Sure, Prashant. So I think what you have to do is if you kind of step back and look, what's really, you know, soybean oil gets the attention in the United States, but what's really going on is the worldwide veg oil price, and it's up. And why it's up, first of all, it was really low in 2018 and 2019, so we had periods where it was low versus history, and by that I mean relative to ULSD. So soybean oil pricing is driven by the global supply and demand of veg oils. Soybean oil, palm oil, and rapeseed oil are all up 60% to 95% year on year. Palm oil production in Indonesia was off because of a drought in 2020 and labor shortages due to COVID-19. You also had U.S. soybean oil production in the 1920 crop year or just soybean production was like 80% of the previous year. So you also have to remember you had the trade sanctions, so China wasn't in. China pulled down stocks a lot. They weren't in the market for the soybean oil, so prices dropped. Not as much was produced. Well, now China's back in the market. The world's recovering, so you've got a big demand now out there for veg oils. So we kind of got into this place because of low prices and we'll get out of it because of high prices. So all these can be grown on demand. So, you know, the cure for high prices is high prices. So, you know, we'll eventually work our way out of this. It's going to take a little while. Now, obviously, DGD's advantage is we're not, you know, we're not running the veg oils other than the distiller's corn oil, which is, you know, an inedible veg oil. So we expect to continue to see those feedstocks priced at a discount to soybean oil. But the biggest advantage is the CI score of those oils, those waste oils compared to a veg oil or compared to the soybean oil in most jurisdictions. So that's really what drives DGD. And, you know, by having our robust pretreatment system, our location, our ability to run anything is just a huge advantage.
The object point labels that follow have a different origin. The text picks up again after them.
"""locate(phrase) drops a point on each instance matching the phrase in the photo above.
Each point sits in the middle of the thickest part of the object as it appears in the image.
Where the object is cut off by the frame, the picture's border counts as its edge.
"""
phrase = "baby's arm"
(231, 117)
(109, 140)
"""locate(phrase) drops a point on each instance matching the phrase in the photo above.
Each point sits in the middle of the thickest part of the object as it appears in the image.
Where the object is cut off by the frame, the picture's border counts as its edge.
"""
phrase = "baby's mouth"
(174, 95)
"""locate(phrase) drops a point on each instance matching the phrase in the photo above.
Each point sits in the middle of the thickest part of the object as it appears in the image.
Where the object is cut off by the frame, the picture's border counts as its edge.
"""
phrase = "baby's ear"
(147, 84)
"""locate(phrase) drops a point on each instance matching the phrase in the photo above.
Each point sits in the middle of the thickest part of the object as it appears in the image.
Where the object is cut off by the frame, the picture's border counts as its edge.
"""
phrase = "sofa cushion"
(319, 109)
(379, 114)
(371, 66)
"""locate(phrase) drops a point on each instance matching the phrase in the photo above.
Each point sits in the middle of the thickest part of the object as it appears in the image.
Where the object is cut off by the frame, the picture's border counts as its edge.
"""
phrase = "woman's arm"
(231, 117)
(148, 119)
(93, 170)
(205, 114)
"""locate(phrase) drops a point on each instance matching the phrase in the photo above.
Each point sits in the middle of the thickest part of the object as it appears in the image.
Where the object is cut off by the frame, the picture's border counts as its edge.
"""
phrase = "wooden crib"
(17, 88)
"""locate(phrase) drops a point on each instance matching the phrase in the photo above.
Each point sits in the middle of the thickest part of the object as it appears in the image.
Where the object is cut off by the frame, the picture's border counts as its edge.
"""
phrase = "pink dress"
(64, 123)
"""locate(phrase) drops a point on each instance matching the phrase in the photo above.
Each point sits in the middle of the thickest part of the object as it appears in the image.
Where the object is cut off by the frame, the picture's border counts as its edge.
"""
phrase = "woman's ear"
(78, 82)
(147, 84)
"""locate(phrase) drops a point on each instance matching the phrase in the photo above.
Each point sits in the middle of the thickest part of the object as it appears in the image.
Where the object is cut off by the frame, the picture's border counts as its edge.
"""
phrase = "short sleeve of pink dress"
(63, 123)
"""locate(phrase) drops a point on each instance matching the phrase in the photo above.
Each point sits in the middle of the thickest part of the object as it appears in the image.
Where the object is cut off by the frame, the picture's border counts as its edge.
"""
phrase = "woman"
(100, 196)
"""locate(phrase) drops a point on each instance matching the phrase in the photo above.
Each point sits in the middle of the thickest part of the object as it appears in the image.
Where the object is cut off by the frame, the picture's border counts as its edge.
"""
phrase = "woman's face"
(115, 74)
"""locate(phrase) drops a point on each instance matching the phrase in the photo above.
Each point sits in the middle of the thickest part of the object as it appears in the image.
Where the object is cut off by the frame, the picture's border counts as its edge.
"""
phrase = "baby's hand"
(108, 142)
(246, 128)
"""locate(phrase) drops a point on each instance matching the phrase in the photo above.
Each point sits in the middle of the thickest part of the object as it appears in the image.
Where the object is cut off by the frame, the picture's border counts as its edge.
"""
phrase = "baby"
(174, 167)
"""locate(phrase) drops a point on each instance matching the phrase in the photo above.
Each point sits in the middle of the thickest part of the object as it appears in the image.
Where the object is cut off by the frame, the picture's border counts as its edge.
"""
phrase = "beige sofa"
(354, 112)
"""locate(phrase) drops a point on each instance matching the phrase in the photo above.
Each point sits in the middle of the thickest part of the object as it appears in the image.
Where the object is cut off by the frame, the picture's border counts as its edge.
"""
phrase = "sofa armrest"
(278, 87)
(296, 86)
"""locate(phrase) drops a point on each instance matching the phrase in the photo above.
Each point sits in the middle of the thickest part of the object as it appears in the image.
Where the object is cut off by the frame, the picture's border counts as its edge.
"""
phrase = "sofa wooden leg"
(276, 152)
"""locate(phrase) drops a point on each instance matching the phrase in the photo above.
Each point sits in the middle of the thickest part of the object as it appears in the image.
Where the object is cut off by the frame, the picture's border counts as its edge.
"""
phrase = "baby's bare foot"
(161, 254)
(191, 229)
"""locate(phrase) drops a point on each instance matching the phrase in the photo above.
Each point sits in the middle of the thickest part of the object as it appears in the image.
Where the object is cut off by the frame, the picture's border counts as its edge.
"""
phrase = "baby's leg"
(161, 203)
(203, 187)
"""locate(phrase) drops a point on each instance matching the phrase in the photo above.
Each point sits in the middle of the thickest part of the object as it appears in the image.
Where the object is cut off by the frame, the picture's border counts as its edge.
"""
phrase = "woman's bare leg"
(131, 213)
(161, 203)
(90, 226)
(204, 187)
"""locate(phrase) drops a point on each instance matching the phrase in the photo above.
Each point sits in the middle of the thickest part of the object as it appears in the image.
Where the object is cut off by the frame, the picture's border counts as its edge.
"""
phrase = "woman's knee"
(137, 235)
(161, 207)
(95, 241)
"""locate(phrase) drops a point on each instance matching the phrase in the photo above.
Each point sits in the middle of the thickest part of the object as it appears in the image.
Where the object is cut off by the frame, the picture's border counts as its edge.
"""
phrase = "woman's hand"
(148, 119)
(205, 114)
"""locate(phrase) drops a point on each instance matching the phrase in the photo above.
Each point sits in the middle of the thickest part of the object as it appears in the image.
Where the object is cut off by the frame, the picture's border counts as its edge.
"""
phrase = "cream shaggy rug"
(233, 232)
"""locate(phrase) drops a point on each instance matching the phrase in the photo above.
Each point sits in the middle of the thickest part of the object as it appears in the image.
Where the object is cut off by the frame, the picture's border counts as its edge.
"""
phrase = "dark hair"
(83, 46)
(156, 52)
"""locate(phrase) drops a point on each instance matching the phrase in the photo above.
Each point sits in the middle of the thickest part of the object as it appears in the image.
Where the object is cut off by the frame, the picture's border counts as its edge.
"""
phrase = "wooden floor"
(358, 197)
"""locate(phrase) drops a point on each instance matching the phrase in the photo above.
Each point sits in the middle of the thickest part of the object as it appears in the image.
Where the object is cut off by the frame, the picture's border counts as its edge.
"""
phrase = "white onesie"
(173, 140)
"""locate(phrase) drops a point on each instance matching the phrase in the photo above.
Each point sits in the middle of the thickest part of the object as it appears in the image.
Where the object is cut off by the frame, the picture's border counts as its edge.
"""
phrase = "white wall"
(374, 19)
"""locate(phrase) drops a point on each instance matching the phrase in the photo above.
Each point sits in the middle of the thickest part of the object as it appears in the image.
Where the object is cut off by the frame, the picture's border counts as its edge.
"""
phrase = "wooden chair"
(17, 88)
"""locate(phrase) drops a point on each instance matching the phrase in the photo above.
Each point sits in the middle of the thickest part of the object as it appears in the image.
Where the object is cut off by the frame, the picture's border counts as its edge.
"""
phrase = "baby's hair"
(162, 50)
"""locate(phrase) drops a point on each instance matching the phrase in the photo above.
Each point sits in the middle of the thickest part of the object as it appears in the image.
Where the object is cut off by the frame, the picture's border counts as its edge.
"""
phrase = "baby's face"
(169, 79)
Thanks for that. That's super helpful. I'll leave it at that.
The next question is from Doug Leggett of Bank of America. Please proceed with your question.
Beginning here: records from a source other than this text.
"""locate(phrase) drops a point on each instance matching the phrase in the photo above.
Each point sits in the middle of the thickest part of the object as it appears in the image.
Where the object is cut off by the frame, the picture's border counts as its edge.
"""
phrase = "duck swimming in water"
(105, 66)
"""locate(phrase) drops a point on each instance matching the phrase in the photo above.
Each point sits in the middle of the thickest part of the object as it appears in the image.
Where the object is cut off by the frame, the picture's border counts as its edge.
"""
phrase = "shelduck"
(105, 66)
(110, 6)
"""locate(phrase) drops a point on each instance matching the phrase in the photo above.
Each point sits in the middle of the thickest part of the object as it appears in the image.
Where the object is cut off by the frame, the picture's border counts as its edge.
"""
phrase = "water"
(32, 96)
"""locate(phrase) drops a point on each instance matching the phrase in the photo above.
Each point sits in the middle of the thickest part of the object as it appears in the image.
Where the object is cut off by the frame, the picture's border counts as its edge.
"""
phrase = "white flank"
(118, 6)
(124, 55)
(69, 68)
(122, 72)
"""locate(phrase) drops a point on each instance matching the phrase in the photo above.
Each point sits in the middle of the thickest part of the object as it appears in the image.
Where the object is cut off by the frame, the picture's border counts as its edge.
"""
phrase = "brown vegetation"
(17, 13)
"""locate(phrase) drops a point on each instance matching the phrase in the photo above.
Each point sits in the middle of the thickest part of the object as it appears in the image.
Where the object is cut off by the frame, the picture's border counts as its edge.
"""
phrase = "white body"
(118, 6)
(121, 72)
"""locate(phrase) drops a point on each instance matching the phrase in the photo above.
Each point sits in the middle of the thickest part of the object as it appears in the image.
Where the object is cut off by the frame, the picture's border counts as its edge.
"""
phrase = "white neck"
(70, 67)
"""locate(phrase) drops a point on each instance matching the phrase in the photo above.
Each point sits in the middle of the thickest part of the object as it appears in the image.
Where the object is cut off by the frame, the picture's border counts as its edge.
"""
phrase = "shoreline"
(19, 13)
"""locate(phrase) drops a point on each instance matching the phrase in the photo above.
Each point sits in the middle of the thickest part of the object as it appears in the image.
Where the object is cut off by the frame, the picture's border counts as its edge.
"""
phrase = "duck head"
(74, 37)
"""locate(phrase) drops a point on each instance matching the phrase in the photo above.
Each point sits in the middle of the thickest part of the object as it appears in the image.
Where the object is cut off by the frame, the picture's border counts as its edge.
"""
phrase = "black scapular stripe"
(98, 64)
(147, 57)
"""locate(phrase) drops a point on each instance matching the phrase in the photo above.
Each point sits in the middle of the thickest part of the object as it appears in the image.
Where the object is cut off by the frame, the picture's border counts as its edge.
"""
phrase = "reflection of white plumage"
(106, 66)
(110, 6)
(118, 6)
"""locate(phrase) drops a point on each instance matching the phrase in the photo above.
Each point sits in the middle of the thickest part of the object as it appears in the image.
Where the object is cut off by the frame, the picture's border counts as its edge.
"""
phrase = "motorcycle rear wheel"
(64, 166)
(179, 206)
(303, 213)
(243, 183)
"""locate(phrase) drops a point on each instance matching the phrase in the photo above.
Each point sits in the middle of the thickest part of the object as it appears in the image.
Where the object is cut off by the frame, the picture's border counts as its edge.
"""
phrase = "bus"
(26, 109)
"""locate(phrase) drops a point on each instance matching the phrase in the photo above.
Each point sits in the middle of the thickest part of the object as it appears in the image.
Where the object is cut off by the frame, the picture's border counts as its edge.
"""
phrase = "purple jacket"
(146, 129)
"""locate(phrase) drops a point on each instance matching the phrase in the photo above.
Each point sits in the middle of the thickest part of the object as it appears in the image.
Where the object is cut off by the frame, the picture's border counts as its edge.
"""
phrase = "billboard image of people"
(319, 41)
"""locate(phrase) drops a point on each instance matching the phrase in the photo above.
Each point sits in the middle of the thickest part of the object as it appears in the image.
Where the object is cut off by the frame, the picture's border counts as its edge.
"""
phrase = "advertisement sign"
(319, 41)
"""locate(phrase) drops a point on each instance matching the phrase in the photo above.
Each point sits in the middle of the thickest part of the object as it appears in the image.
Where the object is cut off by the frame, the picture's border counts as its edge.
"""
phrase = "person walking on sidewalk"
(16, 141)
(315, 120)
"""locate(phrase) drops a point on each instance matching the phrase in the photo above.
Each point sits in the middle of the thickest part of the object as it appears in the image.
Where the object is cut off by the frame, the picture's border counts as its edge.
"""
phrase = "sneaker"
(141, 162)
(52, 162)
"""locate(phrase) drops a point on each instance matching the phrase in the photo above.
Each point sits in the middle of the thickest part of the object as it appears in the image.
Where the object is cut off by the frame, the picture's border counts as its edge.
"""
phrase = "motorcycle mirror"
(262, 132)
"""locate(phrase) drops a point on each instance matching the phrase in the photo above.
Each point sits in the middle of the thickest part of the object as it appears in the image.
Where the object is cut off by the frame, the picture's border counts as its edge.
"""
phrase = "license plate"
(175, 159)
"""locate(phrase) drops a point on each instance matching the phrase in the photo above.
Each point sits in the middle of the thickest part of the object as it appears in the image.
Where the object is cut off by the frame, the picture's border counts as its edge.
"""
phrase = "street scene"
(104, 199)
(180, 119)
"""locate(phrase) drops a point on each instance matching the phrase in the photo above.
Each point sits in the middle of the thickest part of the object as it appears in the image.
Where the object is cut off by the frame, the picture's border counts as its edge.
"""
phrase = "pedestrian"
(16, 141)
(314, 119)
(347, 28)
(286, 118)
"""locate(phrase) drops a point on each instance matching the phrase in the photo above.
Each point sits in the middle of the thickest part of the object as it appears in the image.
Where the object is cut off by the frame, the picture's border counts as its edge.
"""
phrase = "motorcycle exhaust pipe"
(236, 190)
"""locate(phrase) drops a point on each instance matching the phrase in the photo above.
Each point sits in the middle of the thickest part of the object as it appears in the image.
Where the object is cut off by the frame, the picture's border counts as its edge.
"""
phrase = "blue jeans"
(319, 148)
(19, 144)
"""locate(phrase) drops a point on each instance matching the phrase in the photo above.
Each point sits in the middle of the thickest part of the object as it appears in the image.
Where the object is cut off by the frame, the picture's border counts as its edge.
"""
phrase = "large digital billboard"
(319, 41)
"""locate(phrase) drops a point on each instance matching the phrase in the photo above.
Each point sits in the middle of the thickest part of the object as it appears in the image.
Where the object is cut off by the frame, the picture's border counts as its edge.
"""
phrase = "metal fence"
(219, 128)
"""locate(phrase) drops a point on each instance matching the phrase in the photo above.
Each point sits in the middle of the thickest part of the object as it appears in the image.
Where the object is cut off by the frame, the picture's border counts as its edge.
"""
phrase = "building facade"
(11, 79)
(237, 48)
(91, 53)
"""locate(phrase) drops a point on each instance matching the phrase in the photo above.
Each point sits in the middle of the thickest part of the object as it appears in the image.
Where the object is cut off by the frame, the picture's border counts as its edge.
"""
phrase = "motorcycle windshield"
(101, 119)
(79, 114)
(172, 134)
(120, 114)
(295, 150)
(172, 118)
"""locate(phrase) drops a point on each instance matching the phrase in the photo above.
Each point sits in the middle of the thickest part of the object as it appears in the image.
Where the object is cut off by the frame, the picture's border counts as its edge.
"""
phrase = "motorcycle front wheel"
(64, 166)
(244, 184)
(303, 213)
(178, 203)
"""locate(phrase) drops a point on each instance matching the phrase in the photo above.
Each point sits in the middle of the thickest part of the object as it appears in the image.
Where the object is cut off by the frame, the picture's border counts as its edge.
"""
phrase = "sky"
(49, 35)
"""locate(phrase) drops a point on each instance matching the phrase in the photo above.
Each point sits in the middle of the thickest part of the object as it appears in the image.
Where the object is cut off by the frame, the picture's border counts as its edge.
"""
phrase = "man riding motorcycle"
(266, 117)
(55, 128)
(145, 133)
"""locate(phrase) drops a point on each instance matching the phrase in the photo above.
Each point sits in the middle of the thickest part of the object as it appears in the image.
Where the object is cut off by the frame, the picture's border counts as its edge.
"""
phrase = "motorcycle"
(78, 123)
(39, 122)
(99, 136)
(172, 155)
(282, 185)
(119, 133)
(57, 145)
Doug, you might be on mute, buddy.
Is that any better, guys? Can you hear me?
You bet. Good morning, Doug.
Okay. Good stuff. Good morning, Joe. Joe, I want to ask also about the broader carbon footprint of Valero. I'm looking at slide five on your deck, and I'm just wondering with the latest announcement for the carbon pipeline and with obviously the potential for additional DGD plants, what is the objective for Valero overall? Is it basically to get that carbon footprint neutral negative? What's the general strategic objective of how you're building up your green credentials, if you like?
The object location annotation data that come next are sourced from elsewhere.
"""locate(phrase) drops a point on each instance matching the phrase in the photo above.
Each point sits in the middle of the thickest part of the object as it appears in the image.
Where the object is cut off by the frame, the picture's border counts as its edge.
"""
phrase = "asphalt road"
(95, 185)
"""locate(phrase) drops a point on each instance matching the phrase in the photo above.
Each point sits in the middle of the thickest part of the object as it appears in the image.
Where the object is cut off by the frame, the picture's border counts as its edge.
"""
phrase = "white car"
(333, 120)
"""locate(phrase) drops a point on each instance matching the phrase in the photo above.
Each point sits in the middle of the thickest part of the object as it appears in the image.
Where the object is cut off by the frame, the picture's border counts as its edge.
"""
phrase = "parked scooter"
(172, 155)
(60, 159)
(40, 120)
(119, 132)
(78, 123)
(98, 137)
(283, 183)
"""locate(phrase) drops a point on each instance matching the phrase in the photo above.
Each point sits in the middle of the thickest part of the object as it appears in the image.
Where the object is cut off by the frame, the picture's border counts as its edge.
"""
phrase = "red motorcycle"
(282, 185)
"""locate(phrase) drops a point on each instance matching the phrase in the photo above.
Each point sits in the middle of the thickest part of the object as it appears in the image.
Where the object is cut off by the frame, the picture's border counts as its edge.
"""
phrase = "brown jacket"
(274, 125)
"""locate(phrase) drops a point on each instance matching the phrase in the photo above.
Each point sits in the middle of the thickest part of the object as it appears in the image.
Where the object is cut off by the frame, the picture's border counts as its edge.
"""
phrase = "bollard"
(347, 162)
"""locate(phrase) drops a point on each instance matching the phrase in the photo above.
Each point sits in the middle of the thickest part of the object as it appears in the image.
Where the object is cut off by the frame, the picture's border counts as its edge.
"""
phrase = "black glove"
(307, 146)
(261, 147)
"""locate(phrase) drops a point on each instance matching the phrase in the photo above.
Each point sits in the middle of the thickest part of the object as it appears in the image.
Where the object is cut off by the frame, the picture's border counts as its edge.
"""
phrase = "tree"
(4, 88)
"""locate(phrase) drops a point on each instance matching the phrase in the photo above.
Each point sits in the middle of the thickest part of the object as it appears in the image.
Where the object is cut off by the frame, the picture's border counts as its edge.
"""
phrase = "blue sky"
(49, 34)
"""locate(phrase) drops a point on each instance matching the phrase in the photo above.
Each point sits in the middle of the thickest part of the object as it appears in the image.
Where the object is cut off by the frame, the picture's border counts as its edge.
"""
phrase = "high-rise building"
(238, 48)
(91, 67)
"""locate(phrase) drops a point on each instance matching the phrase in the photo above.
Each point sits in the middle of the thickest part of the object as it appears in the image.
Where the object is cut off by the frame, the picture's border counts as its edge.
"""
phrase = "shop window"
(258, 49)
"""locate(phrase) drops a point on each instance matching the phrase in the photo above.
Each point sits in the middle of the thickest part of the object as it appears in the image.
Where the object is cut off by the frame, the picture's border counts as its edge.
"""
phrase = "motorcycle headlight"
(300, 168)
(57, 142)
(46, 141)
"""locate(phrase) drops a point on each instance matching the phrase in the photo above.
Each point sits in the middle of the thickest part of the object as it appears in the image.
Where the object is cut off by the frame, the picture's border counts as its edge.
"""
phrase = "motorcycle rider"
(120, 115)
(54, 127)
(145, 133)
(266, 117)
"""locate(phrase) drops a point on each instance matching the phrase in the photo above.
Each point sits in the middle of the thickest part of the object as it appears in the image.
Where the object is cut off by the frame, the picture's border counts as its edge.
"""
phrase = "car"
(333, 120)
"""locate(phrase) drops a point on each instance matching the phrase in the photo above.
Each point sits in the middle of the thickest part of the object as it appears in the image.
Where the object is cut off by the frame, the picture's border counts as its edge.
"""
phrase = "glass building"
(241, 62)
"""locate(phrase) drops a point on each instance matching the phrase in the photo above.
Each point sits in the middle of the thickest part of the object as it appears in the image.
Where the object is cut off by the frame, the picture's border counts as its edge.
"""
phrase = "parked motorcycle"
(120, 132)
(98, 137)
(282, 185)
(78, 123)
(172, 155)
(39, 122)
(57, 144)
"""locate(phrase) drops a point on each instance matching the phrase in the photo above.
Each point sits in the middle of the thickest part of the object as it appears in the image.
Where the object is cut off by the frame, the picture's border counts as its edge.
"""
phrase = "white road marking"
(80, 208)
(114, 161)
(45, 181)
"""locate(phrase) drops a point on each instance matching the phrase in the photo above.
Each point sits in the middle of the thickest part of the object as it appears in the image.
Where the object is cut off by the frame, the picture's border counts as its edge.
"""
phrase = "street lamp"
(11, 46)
That's a good question, Doug. And obviously, I mean, you can tell from the chart and you can tell from where we're spending our capital that we have a clear recognition here that low carbon fuels are going to be in much greater demand going forward. The interesting thing here from our perspective is that we've been able to come up with low-carbon fuel projects and projects that have enabled us to reduce the carbon intensity of some of our other fuels with projects that have significant returns also. I mean, it's one thing to try to have that drive to find compliance with Paris, to go to carbon neutrality and so on. That's all fine and good. But it's also critical that when we're on that path that we do it in a way that continues to deliver financial returns for our investors. And so we continue to look at not only the projects that are listed here. I mean, obviously, the carbon sequestration pipeline is the next extension after we were in ethanol first and then renewable diesel, now this. And there's other projects that we're taking a look at, too, that are going to help us on this path going forward. The targets we've set for ourselves to hit by 2025 we think are very achievable, and I don't think that you should expect that our goals are going to continue to be pushed forward from there. So we want to be viable for the long term. We believe that liquid fuels are going to be part of the energy mix going forward. It's infeasible to think that they wouldn't, and we just want to do our part and continue to provide low-carbon products.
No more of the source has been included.